I remember saying that I wouldn’t be buying top-of-the-range cameras anymore (Birdwatch 203: 45); they were too expensive and didn’t hold their value when the next model came along, so I would stay with the semi-pro versions for now.
That was until I tested the latest Nikon D3s. As soon as I took it out of the box I knew I was in trouble. It just felt so good in my hands, and a day trip to Gigrin Farm to photograph Black and Red Kites only reinforced my view that I was going to want to keep hold of this for as long as possible.
The D3s is a 12.1 MP full-frame model, denoted by FX on the body, so the lens in use is the size it should be; a 500 mm is just that, not the equivalent of a 750 mm as it would be on a camera with a 1.5x crop factor sensor. This took a little getting used to, but I soon adjusted, and if I did need that little extra power the camera has a facility to change the settings to either a 1.2x or 1.5x crop factor. This reduces the number of pixels available, but is a handy option to have.

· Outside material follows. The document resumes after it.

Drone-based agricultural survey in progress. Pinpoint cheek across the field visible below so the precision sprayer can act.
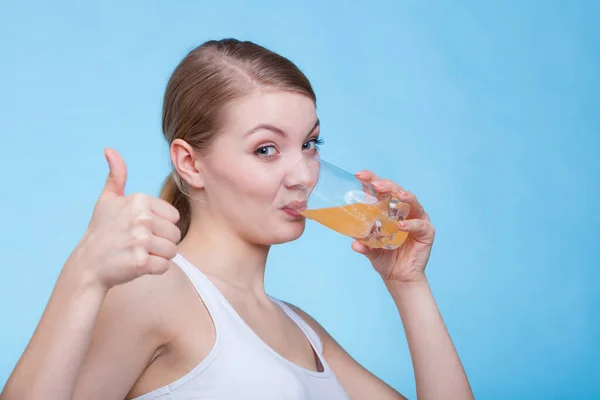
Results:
[207,160,281,208]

All the features that you would expect from a camera of this quality (and price) are included: mega-fast auto focus with 51 AF points; nine frames-per-second motor drive in RAW mode; three-inch monitor; 1/8000th sec maximum shutter speed; three metering methods and metering modes; and an ISO range from 200-12,800, which can also be decreased to 100 and increased to the equivalent of a staggering 102,400. It also has live view and video facilities and a 430-page instruction manual to explain it all.

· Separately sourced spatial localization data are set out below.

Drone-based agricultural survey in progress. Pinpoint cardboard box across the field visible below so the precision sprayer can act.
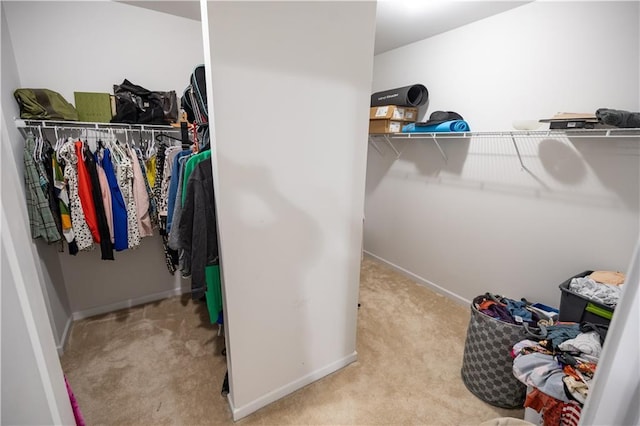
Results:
[369,105,418,121]
[369,120,406,134]
[73,92,113,123]
[404,107,418,123]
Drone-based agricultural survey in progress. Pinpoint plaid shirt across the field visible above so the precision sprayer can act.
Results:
[24,138,60,243]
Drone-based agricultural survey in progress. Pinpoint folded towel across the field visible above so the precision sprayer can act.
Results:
[402,120,470,133]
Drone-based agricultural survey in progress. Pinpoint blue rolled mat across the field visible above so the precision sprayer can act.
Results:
[402,120,471,133]
[371,84,429,107]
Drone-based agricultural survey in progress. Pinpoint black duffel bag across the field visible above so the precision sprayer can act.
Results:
[111,79,178,124]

It all sounds very good, but how does it handle the simple job of taking sharp photos? In short, superbly; images were razor sharp, with excellent contrast and colours and very good auto white balance; the viewing screen is a pleasure to look at and the auto focus a joy to use.

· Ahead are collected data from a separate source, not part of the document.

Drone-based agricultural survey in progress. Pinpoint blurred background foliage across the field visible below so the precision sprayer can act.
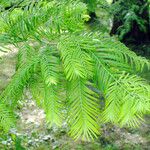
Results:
[0,0,150,150]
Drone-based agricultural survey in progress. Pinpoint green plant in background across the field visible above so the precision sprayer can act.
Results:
[110,0,150,42]
[0,0,150,140]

This is a heavy camera compared to the D300 and others in the Nikon range, but it has to withstand use by a pro photographer. The magnesium alloy body is beautifully designed and feels strong and tough enough to throw around without any damage – I didn’t test this, by the way.
It’s at high ISO speeds that this camera really excels; I very rarely go above ISO 400 (maybe on the odd occasion I’ll use 800), but with the D3S I set 400 as my standard ISO rating and frequently used 800 in dull light. For this test I even used ISO 8,000 just to see what it was like.
At 400 there was no visible noise and even at 800 noise was hardly noticeable. At ISO 8,000 the results were quite unbelievable, with the images good enough to crop if needed and comparable to ISO 800-1,000 on other cameras I’ve used.
Most probably I will never use ISO 12,800, but if I have to, say on a dull, grey November day on the east coast when that Hawk Owl appears and quickly flies past, it will be nice to know that I can.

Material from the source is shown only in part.